David Gerard wrote:
http://wwmm.ch.cam.ac.uk/blogs/murrayrust/?p=997
They have a specific hate-on for Wikipedia:
"Chemical Abstracts Service (CAS) objects to anyone encouraging the use of SciFinder - and STN - to curate third-party databases or chemical substance collections, including the one found in Wikipedia."
By an interesting coincidence, just this morning I've been working on my own little database of CAS numbers. You won't find, anywhere on the net, a nice little tab-delimited file of chemical information containing columns for name, formula, CAS number, etc., precisely because of this CAS claim on the copyright of their numbers. I was wondering how long it'd be until CAS complained about Wikipedia.
Whether they're non-profit or not, CAS acts precisely as jealous of its set of numbers as any other commercial database company. The impression I get is that this *is* a significant nuisance for chemists and other scientists. Other entities (I can probably find the details) have attempted to establish their own, freer sets of unique identifiers for chemical compounds, precisely in hopes of avoiding the cumbersome restrictions placed on the use of CAS numbers. But CAS has sued -- and I think successfully -- to discourage this, claiming either that they own the idea of a single master database of unique identifiers for chemical compounds, or that having a competing set of identifiers would sow confusion.
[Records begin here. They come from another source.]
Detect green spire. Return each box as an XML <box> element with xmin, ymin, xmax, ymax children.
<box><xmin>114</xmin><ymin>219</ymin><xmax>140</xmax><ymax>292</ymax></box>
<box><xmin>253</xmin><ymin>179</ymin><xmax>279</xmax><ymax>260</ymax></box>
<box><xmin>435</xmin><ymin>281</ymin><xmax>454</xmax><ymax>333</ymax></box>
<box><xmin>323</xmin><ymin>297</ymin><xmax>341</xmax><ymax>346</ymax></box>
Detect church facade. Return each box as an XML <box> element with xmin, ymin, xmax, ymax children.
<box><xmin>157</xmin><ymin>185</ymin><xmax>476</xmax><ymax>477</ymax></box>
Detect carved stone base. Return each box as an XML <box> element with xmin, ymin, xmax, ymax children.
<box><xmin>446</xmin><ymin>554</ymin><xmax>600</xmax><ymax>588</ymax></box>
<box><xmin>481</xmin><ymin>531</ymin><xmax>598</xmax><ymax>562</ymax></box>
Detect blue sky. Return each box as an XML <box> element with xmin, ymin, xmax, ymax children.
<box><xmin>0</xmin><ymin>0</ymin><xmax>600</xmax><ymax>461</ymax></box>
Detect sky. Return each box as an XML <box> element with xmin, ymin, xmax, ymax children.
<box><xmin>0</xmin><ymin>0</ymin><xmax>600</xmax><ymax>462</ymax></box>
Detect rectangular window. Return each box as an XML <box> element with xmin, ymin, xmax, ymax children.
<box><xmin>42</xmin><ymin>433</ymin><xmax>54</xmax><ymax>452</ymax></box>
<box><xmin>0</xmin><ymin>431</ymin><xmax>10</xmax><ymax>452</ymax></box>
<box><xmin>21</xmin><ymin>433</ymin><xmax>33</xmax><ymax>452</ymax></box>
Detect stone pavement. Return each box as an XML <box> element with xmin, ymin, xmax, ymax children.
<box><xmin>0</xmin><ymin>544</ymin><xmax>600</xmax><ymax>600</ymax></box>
Whatever the legality of the situation, I'm betting Wikipedia isn't the first information service to have incurred CAS's wrath. We can certainly learn from the experiences of others. For example, here's a set of URLs I collected a little while ago which permit free web-based lookup, by name or CAS number, of information about chemicals, including their CAS numbers:
http://www.emolecules.com/ http://www.cdc.gov/niosh/npg/ http://www.inchem.org/documents/icsc http://pubchem.ncbi.nlm.nih.gov/ http://chemfinder.cambridgesoft.com/
I get the impression that CAS is grudgingly tolerant of services which allow one-at-a-time, interactive lookup of chemicals, but what they're adamant about is that no one create a simple database of chemicals using the CAS number as a primary or secondary key. Wikipedia isn't quite one of those, of course, but you could do a decent job of creating one by writing a script to go through every article in [[:Category:Chemical compounds]] and extract the relevant information from the {{Chembox}} at the top -- precisely as I've currently got a script in the background doing.
I work with a guy who used to work at CambridgeSoft; on Monday I'll ask him what he knows about the CAS situation.